How Good Is the 200-Day Moving Average

Here’s a project I was working on this afternoon. I took the data for the S&P 500 going back to 1928 (technically, it wasn’t 500 stocks until 1957). I then divided it into days when the S&P 500 was above its 200-day moving average and days when it was below.

Here’s the chart. The blue is above and the orange is below.

For being such a simple rule, the 200-DMA isn’t bad. When the index has been below its 200-DMA, the market hasn’t gone anywhere. After 92 years, it has lost more than half of its value. For the last 80 years, the S&P 500 has basically been net flat when it’s been below its 200-DMA.

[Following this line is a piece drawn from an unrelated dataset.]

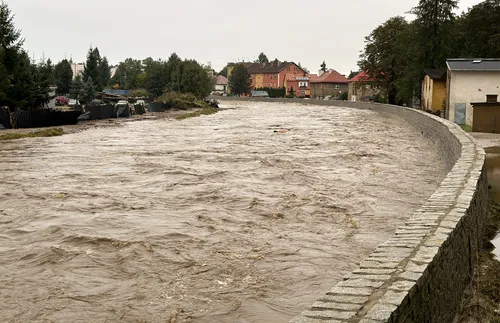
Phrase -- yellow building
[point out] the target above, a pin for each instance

The index has been above its 200-DMA about two-thirds of the time and below it one-third of the time.

Why has the 200-DMA been relatively effective? My hunch is that it plays into a key aspect of the stock market. The stock market moves in trends. A rising market will tend to keep rising, and a falling market will tend to keep falling. The downs are usually more severe. The turning points are the hard part.

The 200-DMA plays off the market’s momentum. It cuts you out of a plunging market even though it will do so after the peak. On the other side, it will get back into the market after the bottom. It locks you into the trend but misses the turning points by a bit. The benefits of the former is more than enough to make up for costs of the latter.